Question 19: Posterosuperior retraction pocket if allowed to progress will lead to?
- A. SNHL
- B. Secondary cholesteatoma
- C. Primary cholesteatoma (Correct Answer)
- D. Tympanosclerosis
Explanation: ***Primary cholesteatoma*** - A posterosuperior retraction pocket is a common precursor to the development of a **primary cholesteatoma**. - This pocket, formed by **negative pressure** in the middle ear, accumulates **desquamated keratin** and can erode surrounding bone. *SNHL* - While a cholesteatoma can ultimately cause **sensorineural hearing loss (SNHL)** due to extensive bone erosion affecting the inner ear, it is a later complication, not the direct outcome of the initial retraction pocket itself. - **SNHL** is more commonly associated with conditions directly damaging the **cochlea or auditory nerve**. *Secondary cholesteatoma* - A **secondary cholesteatoma** typically arises from a perforation in the tympanic membrane where skin migrates into the middle ear, not from an intact retraction pocket. - This condition is also known as a **'migratory'** or **'acquired'** cholesteatoma. *Tympanosclerosis* - **Tympanosclerosis** involves the formation of **hyalinized collagen and calcium deposits** within the tympanic membrane or middle ear mucosa, resulting from chronic inflammation or previous trauma. - It is a **fibrotic healing response** and does not directly result from a retraction pocket, although both can be sequelae of chronic otitis media.
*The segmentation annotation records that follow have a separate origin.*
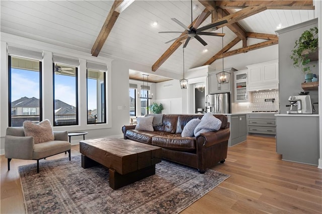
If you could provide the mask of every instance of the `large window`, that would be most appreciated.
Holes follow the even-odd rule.
[[[41,121],[41,62],[9,56],[8,67],[9,126]]]
[[[130,117],[136,116],[135,106],[136,105],[136,89],[130,88],[129,90],[130,95]]]
[[[148,97],[149,90],[141,89],[141,97]],[[144,116],[149,114],[147,106],[149,106],[149,99],[141,98],[141,115]]]
[[[54,126],[78,125],[77,68],[53,63]]]
[[[106,72],[87,70],[87,123],[106,123]]]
Question 20: During functional endoscopic sinus surgery the position of the patient is
- A. Lateral
- B. Lithotomy
- C. Reverse Trendelenburg (Correct Answer)
- D. Trendelenburg
Explanation: ***Reverse Trendelenburg*** - This position helps to reduce **venous congestion** in the surgical field, which is crucial for maintaining clear visibility during **functional endoscopic sinus surgery (FESS)**. - It minimizes **bleeding** by allowing gravity to drain blood away from the head and neck, improving surgical precision and safety. *Trendelenburg* - This position involves tilting the patient with the head lower than the feet, which would increase **venous pressure** in the head and neck. - Increased venous congestion would lead to significant **bleeding**, severely impairing visibility during FESS. *Lateral* - The lateral position is generally used for procedures involving the **side of the body**, such as kidney surgery or lung procedures. - It does not provide the optimal ergonomic access or venous drainage benefits required for **endoscopic sinus surgery**. *Lithotomy* - The lithotomy position is characterized by the patient lying on their back with hips and knees flexed and supported, primarily used for **pelvic or perineal procedures**. - This position is entirely inappropriate for **head and neck surgery** as it does not allow proper access to the sinus area.